East Fork Chulitna River

Summer in Alaska is about packrafting. If you can navigate the rivers then Alaska is at your disposal. Packrafts are six-pound backcountry boats. Think Kmart raft with $1000 worth of durability.

Last weekend Cathy, Gretchen Roffler and I packrafted a portion of the East Fork of the Chulitna River, an hour north of Talkeetna. We started where the Parks Highway crosses the East Fork, hiked Hardage Creek to a pass and over to the East Fork to float back to our cars. Dreamy. 

A guidebook for packrafting isn't out yet, but it's coming. Our info for the East Fork of the Chulitna River came from packrafting.org. Brad Meiklejohn's description had typical Alaskan class. He provides the necessary route info, but leaves out extraneous details. Brad mentions nothing of the bushes in Hardage Creek. We found some bushes where moose live. Then we camped at bushline. 
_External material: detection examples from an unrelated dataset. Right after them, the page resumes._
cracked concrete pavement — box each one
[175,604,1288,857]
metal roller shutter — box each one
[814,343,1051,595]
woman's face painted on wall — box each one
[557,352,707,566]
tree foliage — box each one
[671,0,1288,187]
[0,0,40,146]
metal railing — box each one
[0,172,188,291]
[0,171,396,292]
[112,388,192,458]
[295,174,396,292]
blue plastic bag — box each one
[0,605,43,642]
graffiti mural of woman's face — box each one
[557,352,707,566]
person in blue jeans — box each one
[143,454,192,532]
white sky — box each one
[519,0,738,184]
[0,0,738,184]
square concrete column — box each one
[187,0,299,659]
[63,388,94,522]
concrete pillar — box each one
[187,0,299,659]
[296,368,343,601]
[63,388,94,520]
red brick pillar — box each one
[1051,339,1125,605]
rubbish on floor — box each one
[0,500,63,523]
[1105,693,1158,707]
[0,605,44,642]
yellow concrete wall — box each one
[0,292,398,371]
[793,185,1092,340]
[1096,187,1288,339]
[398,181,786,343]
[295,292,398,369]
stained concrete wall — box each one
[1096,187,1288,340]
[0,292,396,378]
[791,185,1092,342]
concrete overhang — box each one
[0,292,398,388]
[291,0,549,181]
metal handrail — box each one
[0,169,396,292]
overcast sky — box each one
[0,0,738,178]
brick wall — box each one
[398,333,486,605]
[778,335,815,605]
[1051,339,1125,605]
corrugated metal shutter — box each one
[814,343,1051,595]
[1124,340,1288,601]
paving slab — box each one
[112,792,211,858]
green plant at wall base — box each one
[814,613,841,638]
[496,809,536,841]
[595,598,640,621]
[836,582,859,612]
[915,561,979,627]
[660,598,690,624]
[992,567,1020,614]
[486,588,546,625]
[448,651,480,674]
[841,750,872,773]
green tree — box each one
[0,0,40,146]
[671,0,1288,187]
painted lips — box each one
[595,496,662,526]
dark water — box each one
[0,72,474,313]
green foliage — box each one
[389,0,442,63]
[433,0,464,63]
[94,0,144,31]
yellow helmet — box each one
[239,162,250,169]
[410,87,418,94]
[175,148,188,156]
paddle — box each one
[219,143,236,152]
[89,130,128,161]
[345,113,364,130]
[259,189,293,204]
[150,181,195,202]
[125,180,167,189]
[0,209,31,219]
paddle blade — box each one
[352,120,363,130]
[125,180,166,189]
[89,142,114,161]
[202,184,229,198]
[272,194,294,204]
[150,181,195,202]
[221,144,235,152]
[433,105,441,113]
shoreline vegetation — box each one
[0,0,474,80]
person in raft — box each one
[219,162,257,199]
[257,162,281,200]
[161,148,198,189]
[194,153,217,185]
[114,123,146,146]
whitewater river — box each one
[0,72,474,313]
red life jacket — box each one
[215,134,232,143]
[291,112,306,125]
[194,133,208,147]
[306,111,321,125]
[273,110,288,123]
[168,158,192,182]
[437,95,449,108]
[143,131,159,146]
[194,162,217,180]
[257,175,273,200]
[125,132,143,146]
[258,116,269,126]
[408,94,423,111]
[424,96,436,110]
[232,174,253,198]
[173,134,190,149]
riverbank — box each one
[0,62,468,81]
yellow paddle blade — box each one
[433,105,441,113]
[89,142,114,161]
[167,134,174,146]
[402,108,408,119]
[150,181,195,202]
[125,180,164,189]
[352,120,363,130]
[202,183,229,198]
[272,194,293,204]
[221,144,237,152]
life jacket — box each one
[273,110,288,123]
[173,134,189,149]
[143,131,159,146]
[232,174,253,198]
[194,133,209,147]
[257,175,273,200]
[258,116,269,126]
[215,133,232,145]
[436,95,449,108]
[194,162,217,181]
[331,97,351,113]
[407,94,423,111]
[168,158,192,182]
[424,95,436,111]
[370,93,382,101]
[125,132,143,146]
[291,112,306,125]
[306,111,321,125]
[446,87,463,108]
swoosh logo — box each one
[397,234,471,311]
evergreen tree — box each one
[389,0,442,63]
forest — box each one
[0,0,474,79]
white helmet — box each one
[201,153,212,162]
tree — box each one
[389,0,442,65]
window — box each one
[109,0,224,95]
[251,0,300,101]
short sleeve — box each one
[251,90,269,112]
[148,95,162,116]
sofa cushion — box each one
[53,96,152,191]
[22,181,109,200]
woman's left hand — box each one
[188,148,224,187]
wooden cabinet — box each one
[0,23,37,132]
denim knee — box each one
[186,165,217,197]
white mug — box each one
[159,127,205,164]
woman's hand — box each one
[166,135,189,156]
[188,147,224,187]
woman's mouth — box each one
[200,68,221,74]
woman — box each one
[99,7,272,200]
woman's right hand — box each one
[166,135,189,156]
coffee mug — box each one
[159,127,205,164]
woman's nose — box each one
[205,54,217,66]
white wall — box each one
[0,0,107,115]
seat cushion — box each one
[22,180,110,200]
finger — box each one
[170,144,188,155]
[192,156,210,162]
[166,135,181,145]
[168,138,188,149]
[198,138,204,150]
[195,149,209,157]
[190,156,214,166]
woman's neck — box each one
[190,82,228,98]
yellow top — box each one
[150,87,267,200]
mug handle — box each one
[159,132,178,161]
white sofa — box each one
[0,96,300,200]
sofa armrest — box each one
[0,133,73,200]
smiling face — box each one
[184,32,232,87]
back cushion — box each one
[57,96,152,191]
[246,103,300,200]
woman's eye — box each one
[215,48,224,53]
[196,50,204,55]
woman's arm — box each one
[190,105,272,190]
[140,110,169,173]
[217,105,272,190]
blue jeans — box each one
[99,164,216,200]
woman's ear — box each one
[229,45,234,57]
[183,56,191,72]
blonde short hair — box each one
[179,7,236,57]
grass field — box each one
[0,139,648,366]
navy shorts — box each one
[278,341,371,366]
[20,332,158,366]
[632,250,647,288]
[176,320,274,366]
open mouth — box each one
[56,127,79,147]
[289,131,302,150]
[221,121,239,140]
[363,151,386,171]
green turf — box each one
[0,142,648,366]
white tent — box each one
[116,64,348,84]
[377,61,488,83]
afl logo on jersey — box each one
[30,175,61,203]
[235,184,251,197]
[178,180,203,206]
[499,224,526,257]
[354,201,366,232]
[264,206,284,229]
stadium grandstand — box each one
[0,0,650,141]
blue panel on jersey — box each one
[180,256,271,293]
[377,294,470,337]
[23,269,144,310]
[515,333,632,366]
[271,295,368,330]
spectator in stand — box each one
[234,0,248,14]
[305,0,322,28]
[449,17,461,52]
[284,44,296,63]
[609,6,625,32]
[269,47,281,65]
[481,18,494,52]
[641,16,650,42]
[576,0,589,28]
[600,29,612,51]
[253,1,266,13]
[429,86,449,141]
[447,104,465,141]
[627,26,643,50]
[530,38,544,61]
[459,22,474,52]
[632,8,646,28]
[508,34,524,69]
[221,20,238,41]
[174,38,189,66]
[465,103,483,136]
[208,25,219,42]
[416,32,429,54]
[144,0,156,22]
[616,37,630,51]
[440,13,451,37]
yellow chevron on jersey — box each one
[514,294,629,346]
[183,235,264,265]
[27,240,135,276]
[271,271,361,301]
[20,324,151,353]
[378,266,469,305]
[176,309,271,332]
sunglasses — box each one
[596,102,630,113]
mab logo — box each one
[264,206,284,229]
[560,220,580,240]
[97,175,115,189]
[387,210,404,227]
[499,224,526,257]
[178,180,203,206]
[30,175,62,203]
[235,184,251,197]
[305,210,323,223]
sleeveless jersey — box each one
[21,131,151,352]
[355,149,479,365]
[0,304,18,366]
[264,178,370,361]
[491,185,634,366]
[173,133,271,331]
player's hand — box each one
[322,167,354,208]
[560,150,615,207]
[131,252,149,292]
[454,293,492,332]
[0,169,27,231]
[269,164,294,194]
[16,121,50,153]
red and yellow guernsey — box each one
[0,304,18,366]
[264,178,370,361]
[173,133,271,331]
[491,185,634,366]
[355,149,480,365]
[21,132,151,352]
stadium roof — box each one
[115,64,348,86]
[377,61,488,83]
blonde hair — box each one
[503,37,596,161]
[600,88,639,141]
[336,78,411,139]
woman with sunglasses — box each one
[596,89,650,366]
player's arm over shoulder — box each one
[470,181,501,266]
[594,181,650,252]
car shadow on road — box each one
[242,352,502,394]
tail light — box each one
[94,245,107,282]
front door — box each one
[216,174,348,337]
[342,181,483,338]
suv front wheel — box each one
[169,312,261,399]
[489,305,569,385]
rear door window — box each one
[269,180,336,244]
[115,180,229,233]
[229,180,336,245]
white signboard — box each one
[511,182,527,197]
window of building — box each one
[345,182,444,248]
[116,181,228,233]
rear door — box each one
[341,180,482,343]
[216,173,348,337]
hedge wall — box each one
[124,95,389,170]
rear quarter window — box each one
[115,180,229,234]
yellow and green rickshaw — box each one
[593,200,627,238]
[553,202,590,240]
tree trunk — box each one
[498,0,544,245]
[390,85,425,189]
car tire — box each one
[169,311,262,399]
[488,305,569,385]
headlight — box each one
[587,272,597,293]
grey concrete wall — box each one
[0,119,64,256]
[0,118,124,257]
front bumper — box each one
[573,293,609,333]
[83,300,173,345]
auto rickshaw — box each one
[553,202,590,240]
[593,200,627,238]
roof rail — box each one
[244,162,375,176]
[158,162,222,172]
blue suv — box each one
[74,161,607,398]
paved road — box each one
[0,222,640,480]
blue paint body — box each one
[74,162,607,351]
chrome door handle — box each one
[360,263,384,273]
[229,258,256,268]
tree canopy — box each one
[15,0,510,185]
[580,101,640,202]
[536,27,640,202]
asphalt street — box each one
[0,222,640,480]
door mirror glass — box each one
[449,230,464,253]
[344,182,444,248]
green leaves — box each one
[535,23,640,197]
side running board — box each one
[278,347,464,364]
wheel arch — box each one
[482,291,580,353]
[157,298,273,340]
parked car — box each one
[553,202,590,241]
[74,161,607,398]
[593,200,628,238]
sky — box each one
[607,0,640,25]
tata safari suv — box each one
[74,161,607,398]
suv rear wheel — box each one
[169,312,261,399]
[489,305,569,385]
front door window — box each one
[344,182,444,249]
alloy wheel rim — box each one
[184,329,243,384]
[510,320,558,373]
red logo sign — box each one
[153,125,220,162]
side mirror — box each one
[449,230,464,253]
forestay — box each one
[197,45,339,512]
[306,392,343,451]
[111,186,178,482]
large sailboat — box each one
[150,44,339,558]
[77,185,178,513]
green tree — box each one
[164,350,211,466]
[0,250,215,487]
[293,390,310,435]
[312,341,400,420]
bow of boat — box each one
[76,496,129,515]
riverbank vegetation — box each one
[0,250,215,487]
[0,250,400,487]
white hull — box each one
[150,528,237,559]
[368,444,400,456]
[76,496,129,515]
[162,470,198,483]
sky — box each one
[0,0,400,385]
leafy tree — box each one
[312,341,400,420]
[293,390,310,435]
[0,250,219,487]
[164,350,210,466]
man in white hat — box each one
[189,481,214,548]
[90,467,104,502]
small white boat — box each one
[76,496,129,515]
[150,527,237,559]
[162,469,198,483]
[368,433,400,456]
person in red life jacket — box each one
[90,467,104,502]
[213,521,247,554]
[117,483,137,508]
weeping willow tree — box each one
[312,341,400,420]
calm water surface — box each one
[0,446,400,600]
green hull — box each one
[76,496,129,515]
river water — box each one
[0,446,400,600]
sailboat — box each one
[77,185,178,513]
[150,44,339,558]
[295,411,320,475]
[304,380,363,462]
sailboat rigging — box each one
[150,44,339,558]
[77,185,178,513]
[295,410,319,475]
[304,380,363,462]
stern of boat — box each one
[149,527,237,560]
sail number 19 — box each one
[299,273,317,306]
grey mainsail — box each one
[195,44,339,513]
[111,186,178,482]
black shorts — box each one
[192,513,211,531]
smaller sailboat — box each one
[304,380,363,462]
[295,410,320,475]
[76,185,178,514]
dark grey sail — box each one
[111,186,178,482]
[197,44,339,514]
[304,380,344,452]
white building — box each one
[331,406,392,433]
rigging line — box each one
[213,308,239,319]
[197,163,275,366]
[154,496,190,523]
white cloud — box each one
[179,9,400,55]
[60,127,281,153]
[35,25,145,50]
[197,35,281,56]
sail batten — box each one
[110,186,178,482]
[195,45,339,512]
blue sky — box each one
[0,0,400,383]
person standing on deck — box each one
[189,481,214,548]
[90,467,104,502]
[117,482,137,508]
Cathy and Gretchen at treeline camp in Hardage Creek. For this trip we eschewed stove and tent. Instead we roasted franks over a fire, slept under a tarp, and drank cowboy coffee for breakfast. A hole dug by a grizzly after a rodent made an ideal fire pit.  

Real coffee. Dylan Taylor told me to never boil cowboy coffee. We boiled the coffee and it was incredible. I'll never listen to Dylan again. 

At the 4,600-foot pass between Hardage Creek and our descent to the East Fork. 

Down in those bushes that Alaskans don't notice is where we got in our boats. Rob Whitney and Corey Smith (two fit boys) did an extended version of our trip.

Yum! Low bush blueberries. 

Gretchen in first canyon. 

Scoping the class III crux entrance to second canyon.  

Back on the Parks Highway at 7:30 PM. The weekend I've lusted after for three years. Oh Alaska!